ASR stands for Automated Speech Recognition. It refers to a technology that converts spoken words into written text. This technology allows computers to identify and process the words a person speaks into an input device or microphone connected to a computer.
ASR is independent transcription software designed to convert the spoken language into readable text. It is of two types which are as follows;
1) Direct dialogue conversations: It is a basic version of ASR. It consists of machine interface which connects with people. You are required to verbally interact with the computer; the machine tells you to respond with a specific word from a list of words and accordingly, provides response or answer to your request. Automated telephone banking uses this technology to enable customers perform a wide range of financial transactions over the telephone.
2) Natural language conversation: It is a more advanced and sophisticated version of ASR. It understands the user'[s speech or written material and responds to the user on the basis of understood content. It enables people to interact with computer using everyday language.

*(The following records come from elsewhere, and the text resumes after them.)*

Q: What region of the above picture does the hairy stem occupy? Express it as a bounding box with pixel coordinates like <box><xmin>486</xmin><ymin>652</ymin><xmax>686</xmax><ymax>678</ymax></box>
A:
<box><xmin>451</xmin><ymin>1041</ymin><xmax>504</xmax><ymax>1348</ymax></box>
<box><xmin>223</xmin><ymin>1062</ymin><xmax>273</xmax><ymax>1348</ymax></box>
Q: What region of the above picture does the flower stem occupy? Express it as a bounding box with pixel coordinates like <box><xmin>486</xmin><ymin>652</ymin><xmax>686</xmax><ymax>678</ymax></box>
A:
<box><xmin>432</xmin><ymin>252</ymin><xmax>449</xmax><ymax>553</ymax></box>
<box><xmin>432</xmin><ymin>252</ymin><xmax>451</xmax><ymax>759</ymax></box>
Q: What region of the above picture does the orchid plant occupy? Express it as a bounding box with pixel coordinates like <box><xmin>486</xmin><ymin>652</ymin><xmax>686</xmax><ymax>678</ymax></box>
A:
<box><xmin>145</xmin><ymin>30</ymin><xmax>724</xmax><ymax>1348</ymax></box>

The basic sequence of events that exists in ASR is as follows:
1) A person speaks to the software using an input device like a microphone.
2) The input device creates a wave file of your words.
3) The volume of wave file is normalized and background noises are removed.
4) The cleaned wave file is broken down into phonemes which are the smallest units of sound. There are around 44 phonemes in English.
5) The ASR software analyzes the phonemes, starting from the first phoneme. It uses statistical probability analysis to figure out whole words before making a complete sentence.
6) Now, after understanding the words, the ASR responds in a meaningful way.